Investigators were scrambling Thursday to determine who had killed six men whose bodies were found the day before in four cars abandoned in an area just north of the volatile Caucasus Mountains region, where an Islamic insurgency is simmering.
Explosive devices had been placed near three of the cars, although only one of the bombs went off and no one was hurt. The victims had been shot, according to investigators.
Vladimir Markin, the spokesman for Russia's main investigative agency, said in a statement that no motive had yet been found for the killings on the outskirts of Pyatigorsk, the centre of a Russian administrative district created in 2010 to combat the insurgency. In late December, a car bomb exploded outside traffic police offices there, killing three people.
Pyatigorsk is less than 300 kilometres by air from Sochi, host site for the 2014 Olympics, although nearly twice as far by road.
In an indication of Russia's unease over security ahead of the Olympics, Markin said Federal Security Service officers had joined the investigation and classified it as a counter-terrorist operation.
The shootings of local residents — at least a few of them taxi drivers — is more typical of criminal behaviour, perhaps score-settling by organized gangs. But the use of explosives was suggestive of the kinds of terror attacks that take place nearly daily in the Caucasus.
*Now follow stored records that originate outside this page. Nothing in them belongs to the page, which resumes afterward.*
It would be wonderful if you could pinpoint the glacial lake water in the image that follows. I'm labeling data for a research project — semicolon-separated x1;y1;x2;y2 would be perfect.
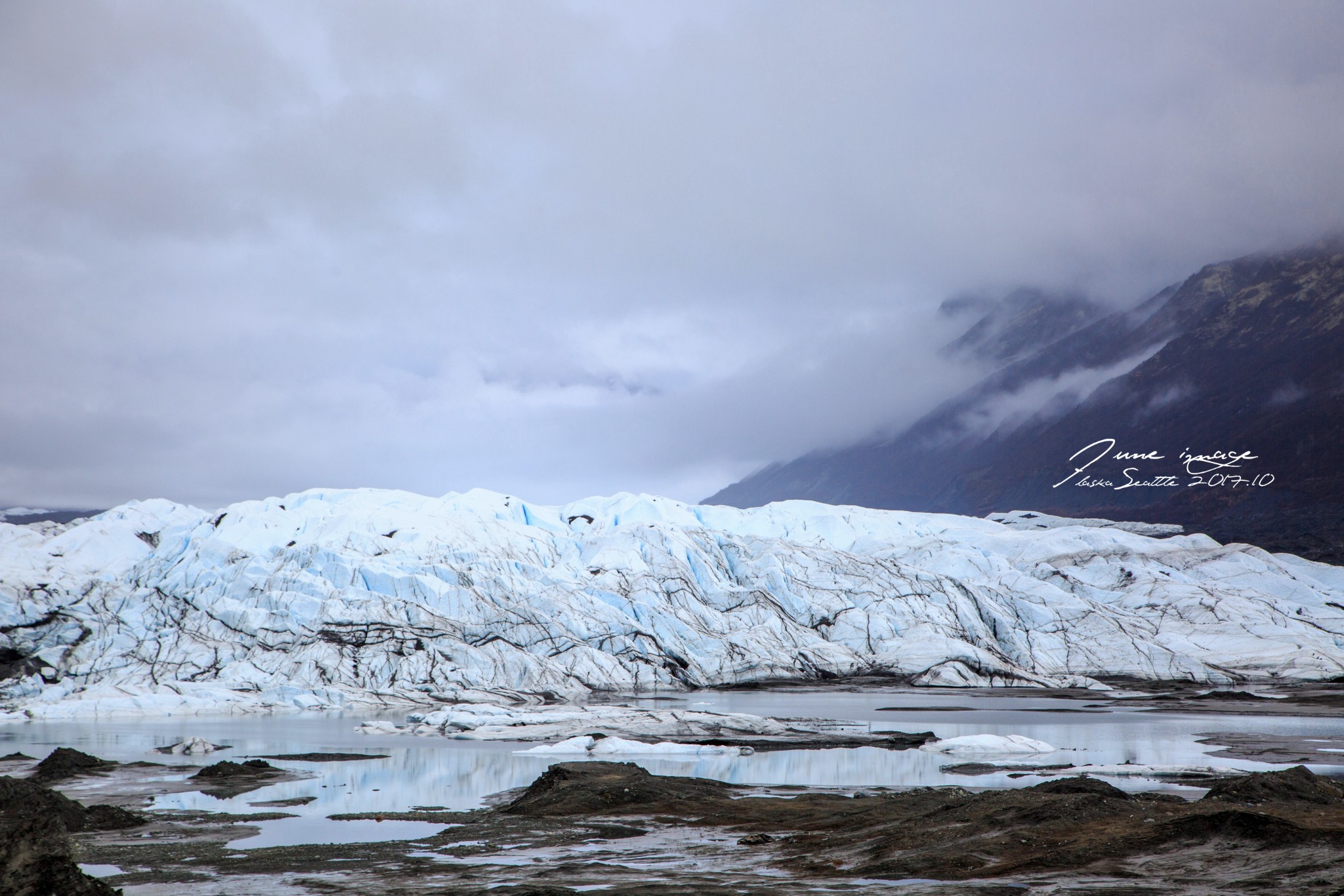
0;688;1344;849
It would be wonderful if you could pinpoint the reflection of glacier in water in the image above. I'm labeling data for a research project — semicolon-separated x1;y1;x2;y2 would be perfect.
0;688;1344;846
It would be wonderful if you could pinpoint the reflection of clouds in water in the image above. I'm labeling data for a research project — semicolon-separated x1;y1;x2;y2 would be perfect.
0;691;1344;823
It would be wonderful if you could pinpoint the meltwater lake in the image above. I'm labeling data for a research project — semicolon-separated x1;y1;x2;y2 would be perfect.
0;688;1344;850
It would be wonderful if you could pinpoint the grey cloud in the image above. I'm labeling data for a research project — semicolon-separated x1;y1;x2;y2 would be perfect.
0;0;1344;506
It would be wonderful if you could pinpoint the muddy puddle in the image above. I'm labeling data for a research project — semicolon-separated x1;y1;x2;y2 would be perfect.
0;687;1344;896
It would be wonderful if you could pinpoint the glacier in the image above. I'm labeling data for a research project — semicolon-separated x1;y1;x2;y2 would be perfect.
0;489;1344;719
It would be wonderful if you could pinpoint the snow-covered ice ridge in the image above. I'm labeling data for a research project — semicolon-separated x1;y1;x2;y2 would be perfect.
985;510;1185;537
0;489;1344;718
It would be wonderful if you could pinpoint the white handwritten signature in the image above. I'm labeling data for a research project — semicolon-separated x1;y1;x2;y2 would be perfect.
1051;438;1274;492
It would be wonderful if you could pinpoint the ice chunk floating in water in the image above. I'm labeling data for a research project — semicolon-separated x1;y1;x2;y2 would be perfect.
919;735;1055;755
0;489;1344;719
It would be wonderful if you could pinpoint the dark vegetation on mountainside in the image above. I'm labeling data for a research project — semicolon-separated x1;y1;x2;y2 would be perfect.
705;237;1344;563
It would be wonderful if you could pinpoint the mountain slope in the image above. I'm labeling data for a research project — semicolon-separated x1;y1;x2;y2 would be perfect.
707;241;1344;560
0;489;1344;719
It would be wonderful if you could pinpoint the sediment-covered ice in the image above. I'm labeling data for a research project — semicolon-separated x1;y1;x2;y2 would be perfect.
0;489;1344;718
356;704;801;740
513;735;751;759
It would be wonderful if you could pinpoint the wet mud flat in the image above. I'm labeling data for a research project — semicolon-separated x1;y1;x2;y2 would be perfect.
10;762;1344;896
1091;678;1344;718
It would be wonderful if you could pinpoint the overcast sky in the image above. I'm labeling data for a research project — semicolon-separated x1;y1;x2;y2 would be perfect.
0;0;1344;508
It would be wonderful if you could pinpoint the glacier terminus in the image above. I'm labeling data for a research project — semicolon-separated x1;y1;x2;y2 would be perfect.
0;489;1344;720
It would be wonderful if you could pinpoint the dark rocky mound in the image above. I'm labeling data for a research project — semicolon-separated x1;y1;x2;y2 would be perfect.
0;778;145;896
32;747;117;781
1027;775;1129;800
1163;809;1311;846
503;762;735;815
191;759;282;781
0;777;145;833
1204;765;1344;805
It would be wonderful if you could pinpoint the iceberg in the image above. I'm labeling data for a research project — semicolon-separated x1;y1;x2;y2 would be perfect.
919;735;1055;755
0;489;1344;720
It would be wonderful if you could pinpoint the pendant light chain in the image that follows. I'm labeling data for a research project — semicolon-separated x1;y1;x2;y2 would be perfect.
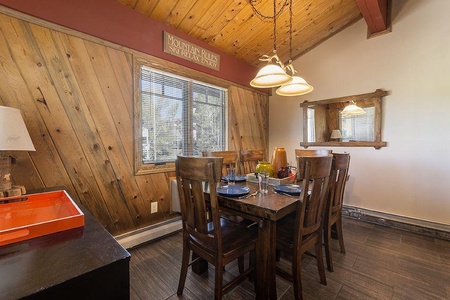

Russia is still on edge following two suicide bombings in late December in Volgograd, also in southern Russia, which killed 34 people and wounded many more. No claim of responsibility has been made for those bombings, but they came several months after the leader of the Islamic insurgency called for attacks aimed at undermining the games, which run Feb. 7 to 23.
NTV television, a national channel loyal to the Kremlin, showed photographs of four suspects that it said had been distributed to police. The men were said to be from Kabardino-Balkaria, just south of Pyatigorsk and one of the predominantly Muslim republics in Russia's Caucasus.
The NTV journalist on the scene said investigators believed the killings were of a criminal nature, but were not ruling out other motives.
Kommersant, a major Moscow-based newspaper, suggested the attacks were carried out by militants and the explosives were intended to harm police when they arrived to investigate. That tactic has been used before in Pyatigorsk, where a taxi driver was killed in 2010 and his car then used as a bomb, wounding more than 30 people.
Three of the men found Wednesday have been identified: Two were taxi drivers and the third assembled furniture but also worked as a freelance taxi driver, Russian state news agencies reported, citing law enforcement agencies. Their names have not been released.
The men drove inexpensive Soviet-model Lada cars. Homemade bombs were placed near two of their cars; one of them went off as police approached and the other was defused. The three other victims were found in a fourth vehicle. An explosive device had been placed next to the car in a metal bucket, but was defused by investigators, Markin said. No information about their identities has been released.